G-7 Nations Reject Pompeo’s Racist “Wuhan Virus” Phrasing For Global Statement
Secretary of State Mike Pompeo won’t agree to a G-7 statement on the COVID-19 pandemic unless it includes a racist term for the virus, the German publication Der Spiegel reported on Wednesday.
Pompeo is allegedly refusing to sign on to the statement unless the group calls the new coronavirus the “Wuhan virus.” The virus was first identified after sickening people in the city of Wuhan in China in late 2019.
The other countries in the G-7 — Canada, France, Germany, Italy, Japan, and the United Kingdom — rejected the label because it “suggests the pandemic is a Chinese problem,” Der Spiegel reported.
When asked about the hold-up, Pompeo did not deny the report, according to The Hill, and continued to use the term “Wuhan virus.”
The secretary also used the term in several tweets from his official account on Wednesday.

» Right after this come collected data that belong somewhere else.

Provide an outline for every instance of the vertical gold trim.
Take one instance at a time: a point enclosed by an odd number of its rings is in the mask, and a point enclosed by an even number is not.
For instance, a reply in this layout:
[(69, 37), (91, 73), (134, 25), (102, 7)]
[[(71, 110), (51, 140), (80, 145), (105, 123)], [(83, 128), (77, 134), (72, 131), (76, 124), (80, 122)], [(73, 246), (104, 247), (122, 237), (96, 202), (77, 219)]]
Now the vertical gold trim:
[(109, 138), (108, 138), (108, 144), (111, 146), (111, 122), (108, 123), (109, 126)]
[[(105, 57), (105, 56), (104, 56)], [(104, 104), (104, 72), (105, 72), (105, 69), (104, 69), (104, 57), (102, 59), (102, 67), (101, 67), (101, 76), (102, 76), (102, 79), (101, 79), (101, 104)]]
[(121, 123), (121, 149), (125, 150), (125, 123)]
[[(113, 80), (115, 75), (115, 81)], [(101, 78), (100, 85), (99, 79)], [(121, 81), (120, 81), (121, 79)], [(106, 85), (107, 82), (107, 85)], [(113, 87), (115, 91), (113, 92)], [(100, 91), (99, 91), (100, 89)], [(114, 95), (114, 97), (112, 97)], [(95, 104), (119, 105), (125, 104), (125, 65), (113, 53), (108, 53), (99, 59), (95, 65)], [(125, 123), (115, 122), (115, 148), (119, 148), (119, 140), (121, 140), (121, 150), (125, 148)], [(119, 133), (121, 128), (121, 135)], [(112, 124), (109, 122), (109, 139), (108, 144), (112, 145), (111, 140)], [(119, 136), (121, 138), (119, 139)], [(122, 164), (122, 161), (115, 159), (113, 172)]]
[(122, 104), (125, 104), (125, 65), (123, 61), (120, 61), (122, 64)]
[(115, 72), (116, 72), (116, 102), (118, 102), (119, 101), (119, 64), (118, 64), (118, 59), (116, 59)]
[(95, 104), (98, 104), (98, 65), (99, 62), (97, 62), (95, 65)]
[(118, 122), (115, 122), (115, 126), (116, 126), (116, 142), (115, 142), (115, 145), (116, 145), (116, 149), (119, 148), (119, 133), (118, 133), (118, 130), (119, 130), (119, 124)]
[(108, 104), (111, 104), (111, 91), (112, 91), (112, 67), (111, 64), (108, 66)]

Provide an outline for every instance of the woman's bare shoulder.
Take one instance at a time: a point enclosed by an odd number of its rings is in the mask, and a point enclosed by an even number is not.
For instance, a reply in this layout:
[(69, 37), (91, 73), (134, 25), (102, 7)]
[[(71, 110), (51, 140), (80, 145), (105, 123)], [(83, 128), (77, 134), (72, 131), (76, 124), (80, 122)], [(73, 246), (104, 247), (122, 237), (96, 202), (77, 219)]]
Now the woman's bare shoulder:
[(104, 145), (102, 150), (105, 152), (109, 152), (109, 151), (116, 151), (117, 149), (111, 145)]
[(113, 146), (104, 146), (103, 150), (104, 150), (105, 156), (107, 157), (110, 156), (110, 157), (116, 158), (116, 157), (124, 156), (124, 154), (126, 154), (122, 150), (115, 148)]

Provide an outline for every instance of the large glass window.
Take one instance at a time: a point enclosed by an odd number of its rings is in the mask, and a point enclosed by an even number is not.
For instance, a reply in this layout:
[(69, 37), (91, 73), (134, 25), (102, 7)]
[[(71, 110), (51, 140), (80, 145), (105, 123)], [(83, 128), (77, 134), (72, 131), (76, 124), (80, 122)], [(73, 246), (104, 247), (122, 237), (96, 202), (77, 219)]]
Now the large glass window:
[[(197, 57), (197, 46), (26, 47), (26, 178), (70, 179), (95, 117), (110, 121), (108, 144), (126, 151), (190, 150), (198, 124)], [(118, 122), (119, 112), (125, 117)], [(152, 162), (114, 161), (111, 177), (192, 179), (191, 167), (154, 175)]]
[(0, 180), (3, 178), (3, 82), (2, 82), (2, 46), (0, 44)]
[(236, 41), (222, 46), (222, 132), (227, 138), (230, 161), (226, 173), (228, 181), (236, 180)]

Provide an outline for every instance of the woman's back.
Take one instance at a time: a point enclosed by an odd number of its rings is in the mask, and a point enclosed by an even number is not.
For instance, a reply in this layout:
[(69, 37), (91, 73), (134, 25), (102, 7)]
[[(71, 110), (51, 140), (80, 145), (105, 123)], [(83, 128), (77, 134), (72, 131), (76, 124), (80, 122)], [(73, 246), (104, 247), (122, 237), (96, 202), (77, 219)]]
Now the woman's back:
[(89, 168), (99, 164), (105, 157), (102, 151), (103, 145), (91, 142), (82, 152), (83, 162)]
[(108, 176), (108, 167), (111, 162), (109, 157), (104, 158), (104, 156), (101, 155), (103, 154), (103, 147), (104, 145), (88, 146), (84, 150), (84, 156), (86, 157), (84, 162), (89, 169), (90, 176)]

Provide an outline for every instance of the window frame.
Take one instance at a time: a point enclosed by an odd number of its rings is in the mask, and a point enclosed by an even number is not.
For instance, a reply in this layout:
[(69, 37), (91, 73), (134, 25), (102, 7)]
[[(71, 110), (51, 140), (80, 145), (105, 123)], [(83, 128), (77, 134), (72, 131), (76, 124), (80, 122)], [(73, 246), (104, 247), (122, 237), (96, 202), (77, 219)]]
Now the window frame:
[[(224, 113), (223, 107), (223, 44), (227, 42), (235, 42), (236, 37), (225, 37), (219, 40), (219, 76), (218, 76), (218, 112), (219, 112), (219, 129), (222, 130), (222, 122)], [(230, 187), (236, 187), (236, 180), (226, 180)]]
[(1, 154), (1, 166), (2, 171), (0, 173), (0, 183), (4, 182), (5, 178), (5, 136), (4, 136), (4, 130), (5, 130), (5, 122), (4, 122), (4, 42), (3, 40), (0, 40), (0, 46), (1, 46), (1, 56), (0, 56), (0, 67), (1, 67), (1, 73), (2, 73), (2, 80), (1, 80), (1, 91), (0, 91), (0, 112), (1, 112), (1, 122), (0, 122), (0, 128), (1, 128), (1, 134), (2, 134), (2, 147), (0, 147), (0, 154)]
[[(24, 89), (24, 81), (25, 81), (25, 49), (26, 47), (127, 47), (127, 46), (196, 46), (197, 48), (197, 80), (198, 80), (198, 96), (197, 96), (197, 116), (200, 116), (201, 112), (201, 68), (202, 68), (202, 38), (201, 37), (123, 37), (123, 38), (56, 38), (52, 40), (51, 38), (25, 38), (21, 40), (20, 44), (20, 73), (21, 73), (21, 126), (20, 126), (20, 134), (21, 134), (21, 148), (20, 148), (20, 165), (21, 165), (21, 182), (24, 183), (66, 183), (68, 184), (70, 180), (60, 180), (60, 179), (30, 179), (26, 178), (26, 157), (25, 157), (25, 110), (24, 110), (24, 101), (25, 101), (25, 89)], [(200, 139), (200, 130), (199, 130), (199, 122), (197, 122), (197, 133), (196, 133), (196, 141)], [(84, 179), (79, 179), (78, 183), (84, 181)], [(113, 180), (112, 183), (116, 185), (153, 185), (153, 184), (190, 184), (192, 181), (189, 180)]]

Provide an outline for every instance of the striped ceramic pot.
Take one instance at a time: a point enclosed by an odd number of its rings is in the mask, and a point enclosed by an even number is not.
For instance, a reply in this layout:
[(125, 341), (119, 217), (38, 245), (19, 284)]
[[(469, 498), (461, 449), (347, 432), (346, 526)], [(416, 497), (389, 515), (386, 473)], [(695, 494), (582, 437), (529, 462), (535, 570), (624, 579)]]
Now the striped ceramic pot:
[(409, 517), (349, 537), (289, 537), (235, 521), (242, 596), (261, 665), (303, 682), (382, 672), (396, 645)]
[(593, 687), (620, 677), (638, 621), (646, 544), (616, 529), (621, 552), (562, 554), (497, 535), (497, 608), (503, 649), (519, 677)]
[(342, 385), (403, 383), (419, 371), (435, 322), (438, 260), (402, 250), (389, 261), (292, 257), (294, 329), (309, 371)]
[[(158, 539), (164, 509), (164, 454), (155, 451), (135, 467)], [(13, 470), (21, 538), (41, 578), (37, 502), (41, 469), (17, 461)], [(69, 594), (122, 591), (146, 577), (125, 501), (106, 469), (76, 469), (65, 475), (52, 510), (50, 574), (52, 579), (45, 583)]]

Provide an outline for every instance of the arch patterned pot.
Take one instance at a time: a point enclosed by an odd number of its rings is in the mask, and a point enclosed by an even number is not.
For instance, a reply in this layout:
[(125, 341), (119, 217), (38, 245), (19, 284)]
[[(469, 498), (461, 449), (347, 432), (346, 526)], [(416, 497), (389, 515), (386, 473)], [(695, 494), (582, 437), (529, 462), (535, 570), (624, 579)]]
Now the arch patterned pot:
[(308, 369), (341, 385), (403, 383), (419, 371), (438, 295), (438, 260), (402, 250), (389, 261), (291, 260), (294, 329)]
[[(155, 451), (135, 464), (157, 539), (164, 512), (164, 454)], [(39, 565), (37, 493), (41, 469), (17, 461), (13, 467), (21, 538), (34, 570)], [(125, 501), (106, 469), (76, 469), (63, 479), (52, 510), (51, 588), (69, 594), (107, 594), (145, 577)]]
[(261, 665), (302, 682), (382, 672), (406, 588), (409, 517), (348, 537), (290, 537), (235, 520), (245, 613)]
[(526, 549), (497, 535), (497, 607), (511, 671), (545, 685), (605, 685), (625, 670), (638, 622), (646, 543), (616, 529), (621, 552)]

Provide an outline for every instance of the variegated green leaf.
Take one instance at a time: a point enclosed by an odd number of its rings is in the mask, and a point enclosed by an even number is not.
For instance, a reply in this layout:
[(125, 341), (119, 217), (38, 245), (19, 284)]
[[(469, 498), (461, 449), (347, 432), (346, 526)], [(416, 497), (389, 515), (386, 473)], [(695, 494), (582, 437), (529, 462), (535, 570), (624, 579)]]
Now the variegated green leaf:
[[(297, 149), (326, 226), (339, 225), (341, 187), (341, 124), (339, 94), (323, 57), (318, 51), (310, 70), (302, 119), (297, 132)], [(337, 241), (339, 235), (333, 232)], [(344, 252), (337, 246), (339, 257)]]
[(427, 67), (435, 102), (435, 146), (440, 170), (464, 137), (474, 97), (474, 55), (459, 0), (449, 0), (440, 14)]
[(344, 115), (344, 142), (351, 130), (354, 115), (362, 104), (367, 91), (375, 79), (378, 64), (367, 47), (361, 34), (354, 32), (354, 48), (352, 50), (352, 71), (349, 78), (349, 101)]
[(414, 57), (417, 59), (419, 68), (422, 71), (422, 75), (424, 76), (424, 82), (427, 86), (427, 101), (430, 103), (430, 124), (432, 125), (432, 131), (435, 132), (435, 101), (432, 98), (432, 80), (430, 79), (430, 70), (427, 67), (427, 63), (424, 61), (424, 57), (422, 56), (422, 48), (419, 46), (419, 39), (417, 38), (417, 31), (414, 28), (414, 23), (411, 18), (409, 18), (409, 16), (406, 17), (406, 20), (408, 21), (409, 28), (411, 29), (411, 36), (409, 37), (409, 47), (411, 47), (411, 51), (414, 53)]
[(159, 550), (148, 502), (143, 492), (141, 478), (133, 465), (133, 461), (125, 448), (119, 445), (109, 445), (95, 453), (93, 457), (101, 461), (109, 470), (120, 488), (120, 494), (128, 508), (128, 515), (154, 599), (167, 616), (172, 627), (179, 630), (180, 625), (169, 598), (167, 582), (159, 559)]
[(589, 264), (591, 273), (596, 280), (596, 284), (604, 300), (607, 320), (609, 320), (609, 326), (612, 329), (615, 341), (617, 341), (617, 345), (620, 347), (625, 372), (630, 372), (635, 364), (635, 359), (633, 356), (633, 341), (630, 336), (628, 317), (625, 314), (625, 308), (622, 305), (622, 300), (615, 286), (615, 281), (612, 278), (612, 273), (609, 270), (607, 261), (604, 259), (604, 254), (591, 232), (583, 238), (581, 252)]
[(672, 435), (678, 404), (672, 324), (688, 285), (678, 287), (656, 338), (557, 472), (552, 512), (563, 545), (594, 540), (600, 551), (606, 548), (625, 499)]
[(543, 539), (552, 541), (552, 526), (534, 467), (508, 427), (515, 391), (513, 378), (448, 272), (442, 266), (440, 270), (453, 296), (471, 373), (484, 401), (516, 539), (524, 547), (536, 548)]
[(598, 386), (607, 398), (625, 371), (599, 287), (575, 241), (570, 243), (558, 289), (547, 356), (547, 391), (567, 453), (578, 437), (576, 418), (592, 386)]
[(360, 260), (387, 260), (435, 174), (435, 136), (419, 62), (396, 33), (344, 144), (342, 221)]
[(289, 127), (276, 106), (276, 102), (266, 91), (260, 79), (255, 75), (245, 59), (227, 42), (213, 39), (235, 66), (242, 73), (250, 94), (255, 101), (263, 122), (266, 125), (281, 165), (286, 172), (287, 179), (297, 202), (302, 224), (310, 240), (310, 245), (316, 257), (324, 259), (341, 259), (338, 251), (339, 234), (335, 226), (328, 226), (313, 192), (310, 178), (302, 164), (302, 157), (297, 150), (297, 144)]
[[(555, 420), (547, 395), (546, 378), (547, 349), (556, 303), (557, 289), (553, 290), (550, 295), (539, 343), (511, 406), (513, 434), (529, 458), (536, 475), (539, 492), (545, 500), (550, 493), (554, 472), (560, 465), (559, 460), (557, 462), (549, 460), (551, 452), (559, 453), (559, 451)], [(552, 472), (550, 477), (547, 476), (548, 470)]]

“Global & US health experts say labeling a disease by geography is harmful,” Rep. Judy Chu (D-CA), chair of the Congressional Asian Pacific American Caucus, tweeted on Wednesday. “But it’s clear this administration is willing to endanger Asian Americans, hamper the global response, and hold back the economy just to direct anger and blame away from Trump.”
The name of a virus “may seem like a trivial issue to some, but disease names really do matter to the people who are directly affected,” Keiji Fukuda, then the World Health Organization’s assistant director-general for health security, said in 2015.
“We’ve seen certain disease names provoke a backlash against members of particular religious or ethnic communities,” he added.
The New York Times reported this week that Asian Americans are being widely harassed and attacked as a result of the outbreak and the racist tropes associated with it.
“If they keep using these terms, the kids are going to pick it up,” Tony Du, a Maryland epidemiologist, told the Times. “They are going to call my 8-year-old son a Chinese virus. It’s serious.”
The Centers for Disease Control and Prevention has also warned about the use of such language, saying that “stigma and discrimination can occur when people associate a disease, such as COVID-19, with a population or nationality, even though not everyone in that population or from that region is specifically at risk for the disease.”
The agency added that eliminating stigma “is important to making communities and community members resilient.”
Yet many Republicans continue to ignore the advice of health experts and push racist terminology.
On March 10, House Minority Leader Kevin McCarthy used the term “Chinese virus” in a tweet from his official account.
A day later, Rep. Jeff Duncan (R-SC) wrote an entire Facebook post defending his use of racist language regarding the coronavirus, claiming his critics should direct their energy elsewhere. “This is NOT what we should be spending our time on,” he wrote.
And on March 19, Trump himself went so far as to mark up a copy of his prepared remarks, changing the word “coronavirus” to “Chinese virus.”
Published with permission of The American Independent Foundation.